One of our philosophies at Navigating ADHD is to always look at the “flip side” traits of ADHD. I was reminded of this recently while working with a wildly imaginative, bright young boy during an art therapy session.
The “flip side” trait he so creatively displayed was his unique way of problem solving. This issue that we were working on was to learn how to move past a frustrating situation, instead of getting stuck and lashing out. In our conversation about this particular situation (not being able to get past a video game level), I referred to Dr. Hallowell’s wonderful description of ADHD.
I explained to this boy that his brain moves fast like a race car and sometimes the reason he gets into trouble is that his “brakes” are more like bicycle brakes, instead of race car brakes. I further explained that when he gets so frustrated at things like video games, he can’t put his brain brakes on fast enough so he lashes out and it turns into a big melt-down.

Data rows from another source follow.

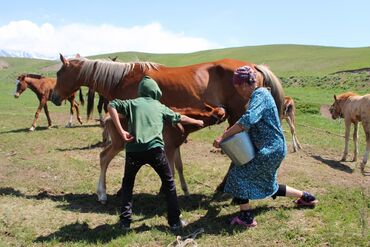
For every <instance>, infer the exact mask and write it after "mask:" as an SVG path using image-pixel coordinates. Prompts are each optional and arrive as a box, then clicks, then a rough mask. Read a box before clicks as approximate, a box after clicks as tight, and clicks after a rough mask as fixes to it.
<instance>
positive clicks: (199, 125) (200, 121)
mask: <svg viewBox="0 0 370 247" xmlns="http://www.w3.org/2000/svg"><path fill="white" fill-rule="evenodd" d="M195 125H196V126H198V127H200V128H201V127H203V126H204V122H203V120H197V121H196V122H195Z"/></svg>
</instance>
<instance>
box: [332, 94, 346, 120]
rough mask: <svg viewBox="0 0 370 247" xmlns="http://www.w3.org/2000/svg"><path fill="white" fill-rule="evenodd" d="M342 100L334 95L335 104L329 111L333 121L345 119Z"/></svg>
mask: <svg viewBox="0 0 370 247" xmlns="http://www.w3.org/2000/svg"><path fill="white" fill-rule="evenodd" d="M340 102H341V100H340V99H338V98H337V96H336V95H335V94H334V103H333V104H332V105H331V106H330V108H329V111H330V114H331V117H332V118H333V119H337V118H340V117H343V113H342V107H341V104H340Z"/></svg>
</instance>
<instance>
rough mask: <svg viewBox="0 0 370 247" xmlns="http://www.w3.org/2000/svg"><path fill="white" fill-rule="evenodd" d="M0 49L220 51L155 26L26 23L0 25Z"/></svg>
mask: <svg viewBox="0 0 370 247" xmlns="http://www.w3.org/2000/svg"><path fill="white" fill-rule="evenodd" d="M0 37H1V39H0V49H9V50H22V51H27V52H32V53H38V54H42V55H44V56H48V57H56V56H58V54H59V53H63V54H75V53H80V54H81V55H83V56H88V55H95V54H103V53H110V52H121V51H140V52H151V53H187V52H194V51H200V50H207V49H213V48H220V46H219V45H218V44H216V43H212V42H210V41H208V40H206V39H204V38H202V37H191V36H186V35H185V34H184V33H182V32H179V33H175V32H171V31H169V30H165V29H164V28H163V27H162V26H161V25H160V24H159V23H151V24H148V25H145V26H134V27H117V26H112V25H98V26H93V25H86V24H69V25H65V26H61V27H55V26H53V25H52V24H49V23H44V24H42V25H37V24H35V23H33V22H32V21H29V20H20V21H13V22H10V23H8V24H7V25H3V26H0Z"/></svg>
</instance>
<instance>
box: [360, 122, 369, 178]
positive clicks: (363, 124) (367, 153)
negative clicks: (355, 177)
mask: <svg viewBox="0 0 370 247" xmlns="http://www.w3.org/2000/svg"><path fill="white" fill-rule="evenodd" d="M362 126H363V127H364V131H365V137H366V150H365V153H364V157H363V158H362V162H361V164H360V168H361V172H362V173H363V172H364V170H365V165H366V163H367V159H368V158H369V152H370V121H369V122H362Z"/></svg>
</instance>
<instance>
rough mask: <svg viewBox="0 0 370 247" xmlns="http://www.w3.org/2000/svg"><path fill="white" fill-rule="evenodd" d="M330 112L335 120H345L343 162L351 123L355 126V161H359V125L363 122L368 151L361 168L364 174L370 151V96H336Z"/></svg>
mask: <svg viewBox="0 0 370 247" xmlns="http://www.w3.org/2000/svg"><path fill="white" fill-rule="evenodd" d="M329 111H330V113H331V116H332V118H333V119H337V118H339V117H341V118H344V124H345V126H346V131H345V145H344V152H343V156H342V161H345V160H346V158H347V154H348V141H349V134H350V129H351V123H353V125H354V131H353V142H354V146H355V150H354V154H353V161H356V160H357V154H358V146H357V138H358V123H359V122H362V126H363V128H364V131H365V136H366V151H365V153H364V157H363V159H362V162H361V165H360V168H361V171H362V172H364V169H365V165H366V163H367V159H368V156H369V151H370V94H366V95H364V96H360V95H358V94H355V93H352V92H347V93H343V94H340V95H338V96H336V95H334V103H333V104H332V105H331V106H330V108H329Z"/></svg>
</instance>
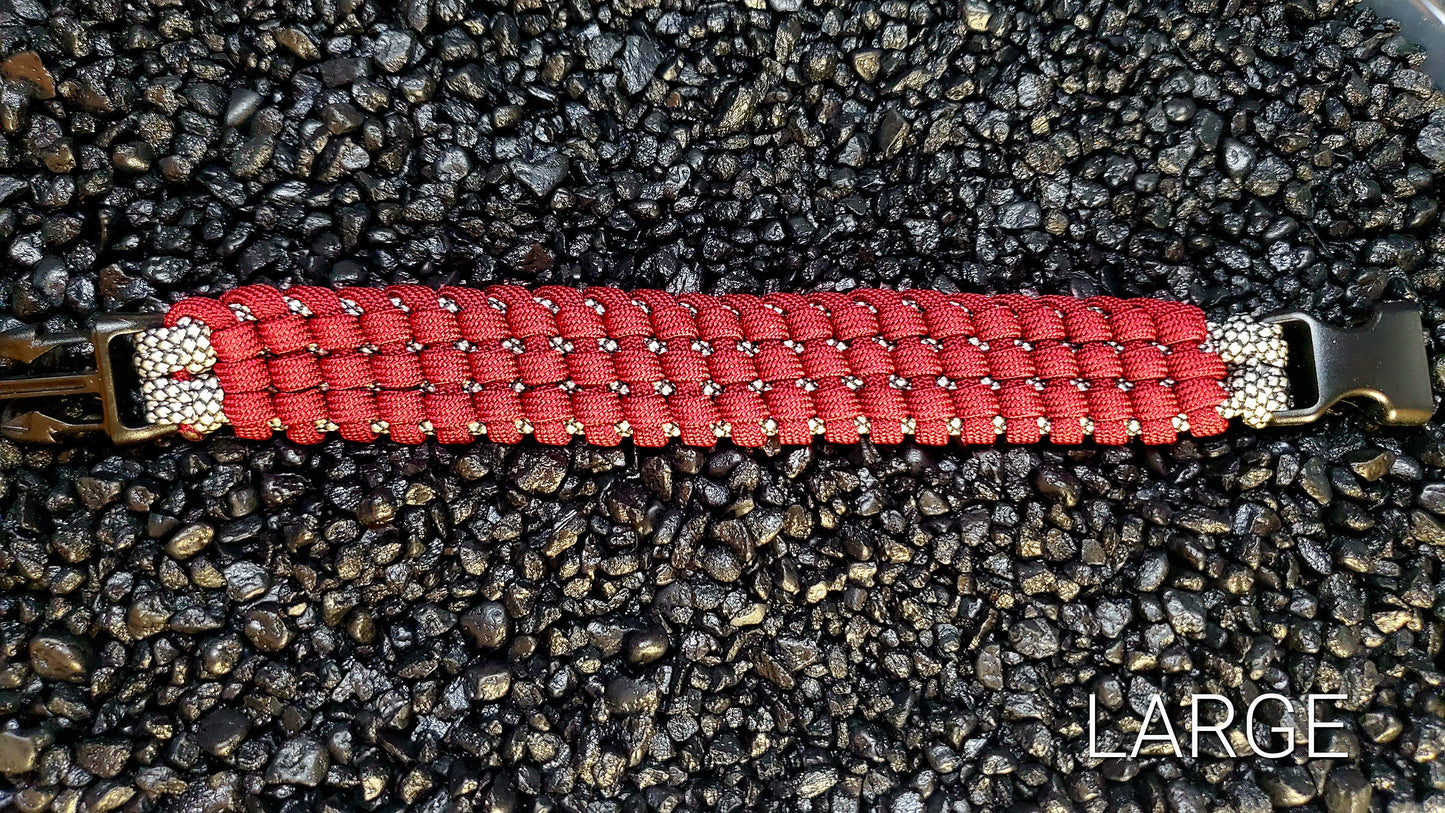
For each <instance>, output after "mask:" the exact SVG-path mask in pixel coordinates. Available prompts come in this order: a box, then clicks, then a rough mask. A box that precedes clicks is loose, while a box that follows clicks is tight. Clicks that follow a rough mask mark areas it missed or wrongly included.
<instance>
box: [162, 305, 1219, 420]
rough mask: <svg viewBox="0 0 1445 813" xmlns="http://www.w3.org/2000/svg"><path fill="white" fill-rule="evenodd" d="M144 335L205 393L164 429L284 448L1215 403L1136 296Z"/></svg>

We started to plan out our next art project, which is going to be a big paper mache brain, with roads that twist and turn all over it. This smart little seven-year-old looked at me as we were planning and said, “Well, if I have bicycle brakes, I just have to start stopping sooner so I can make these turns.” Amazing.
Our conversation flourished at this point to describe what could happen if he slowed down to make turns and different solutions he could try when he gets stuck in his frustration. Now, as the boy’s mom sees his frustration rising, she is going to remind him to put on his “brain brakes,” so he can make some turns and find solutions to his problems.